Démission du législateur ?
Signalons au passage que ce nouveau projet signifie à l’Etat qu’il n’a plus son mot à dire dans les affaires de nomination, de transmission et donc, de réglage social. Or le patronyme intéresse l’ordre public, n’est ce dès lors pas au législateur et à lui seul qu’il incombe d’en fixer les règles ? Une règle fixe, applicable à tous les citoyens, et non susceptible de variation en fonction des choix ou des caprices des parents de l’enfant ! A force de cultiver le culte de l’individualisme et son corollaire « le fantasme de maîtrise absolue de ma vie…et de ma mort », l’humain ne se tend-il pas un piège dangereux ?
D’autre part, il paraît important de s’interroger sur l’adéquation de ce choix laissé à l’arbitraire parental et de réfléchir aux conséquences d’une pareille initiative
Pourquoi nommer ?
Le nom est un procédé d’identification des personnes et de détermination de leur ascendance.
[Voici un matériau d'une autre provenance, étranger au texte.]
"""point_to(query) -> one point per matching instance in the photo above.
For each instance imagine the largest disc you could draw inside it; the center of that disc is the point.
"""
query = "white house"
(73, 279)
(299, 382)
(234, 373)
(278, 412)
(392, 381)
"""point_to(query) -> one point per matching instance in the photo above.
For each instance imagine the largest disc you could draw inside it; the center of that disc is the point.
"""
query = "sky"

L’enfant n’existe que dans la représentation culturelle qui le désigne par un nom. Cette désignation organisant une partie de son développement psychique, balise son devenir social. ! En effet, notre nom – venant d’un autre - est un des constituants de la représentation que nous avons de nous-même.
Alors que le prénom est donné dans une relation intime, affective, qu’il est rempli des attentes, projets et souhaits parentaux à l’égard de leur enfant, le nom de famille, quant à lui, inscrit l’enfant dans un circuit culturel et social. Il véhicule les mythes familiaux, l’histoire de nos ascendants ; nous reliant à notre passé il nous inscrit dans l’histoire de l’humanité.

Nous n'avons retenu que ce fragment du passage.